KC: Nah, not any more than a movie preview to the actual movie. The ideas bounced around are just points in the story. When reading the finished story, and I’m in the ebb and flow, the "ideas" merge and I get to see the bigger picture. Besides, it is always tweaked a little from the material/ideas discussed.
GRA: If your in-story character was played by an actor in the Big Screen, who would it be?
KC: I had to think a long time on this, thank goodness my work is easy enough to allow me such time allowances. I would have to go with Jason Segel. He has that "innocent" outward appearance, but has that smirk and head bob that indicates otherwise, just like me! LOL
GRA: What type of books, movies, magazines, comics do you like to read, and why? Do you have some absolute favorites?

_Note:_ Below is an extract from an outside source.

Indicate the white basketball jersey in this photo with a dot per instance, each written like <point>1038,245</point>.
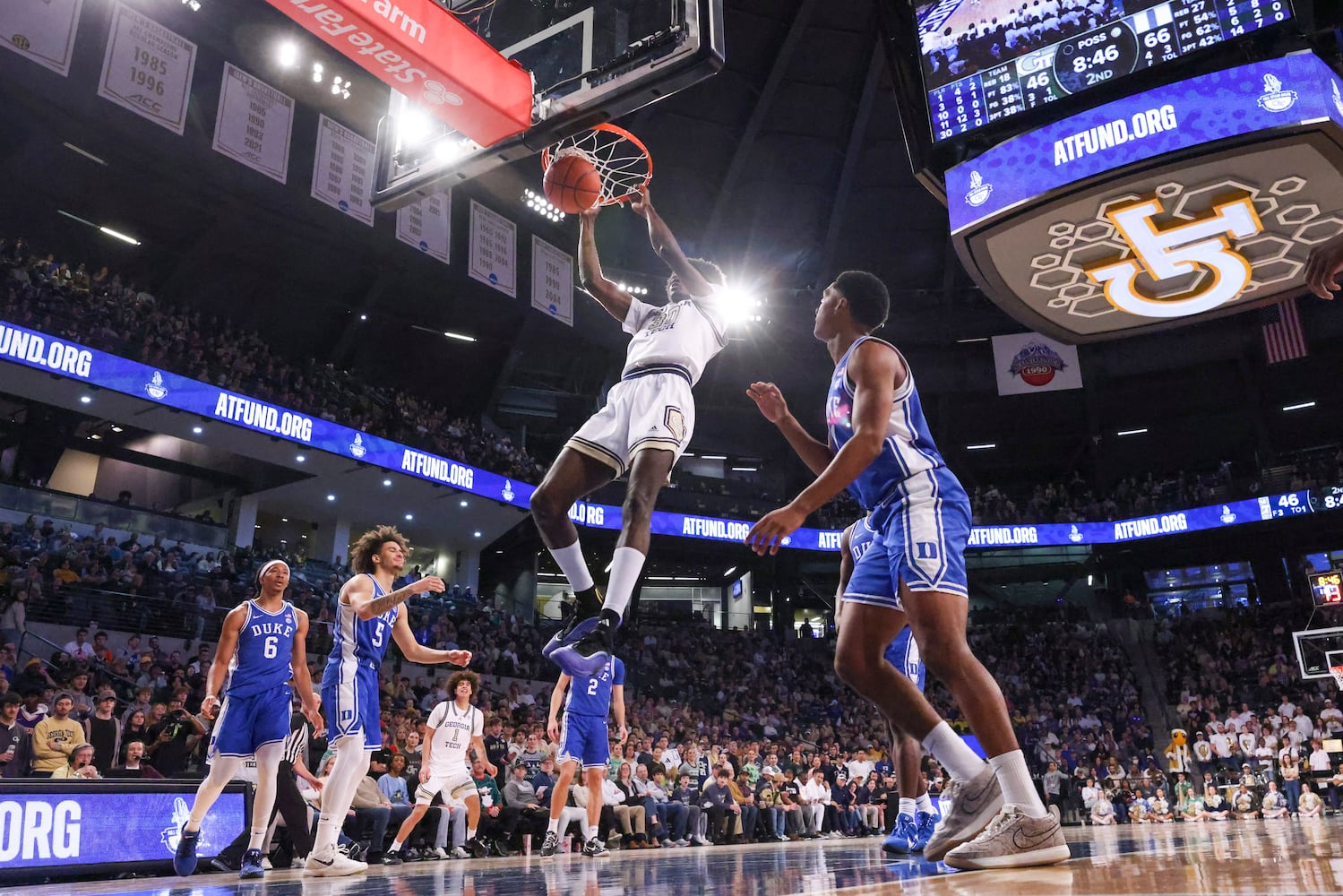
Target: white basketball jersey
<point>685,333</point>
<point>452,731</point>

KC: I would say for books it’s the sci-fi/magic/steampunk stuff by Cherie Priest (www.cheriepriest.com) and Barbara Hambly (www.barbarahambly.com). I like the escapism of those fantasy genres. I also like the historic battles seen through the eyes of a fictional character series by Patrick O'Brian (www.wwnorton.com/pob/pobhome.htm) and Bernard Cornwall (www.bernardcornwell.net). To re-live those epic battles, without getting hurt, from the prospective of a lowly frontlines man instead of a rich guy sitting in the back with the luggage is cool.
Picking a specific movie is hard. I have favorites in most genres. I guess for brainless, chest-thumping, manly action movies I would go with the Expendables trilogy, the Transporter trilogy, and Serenity.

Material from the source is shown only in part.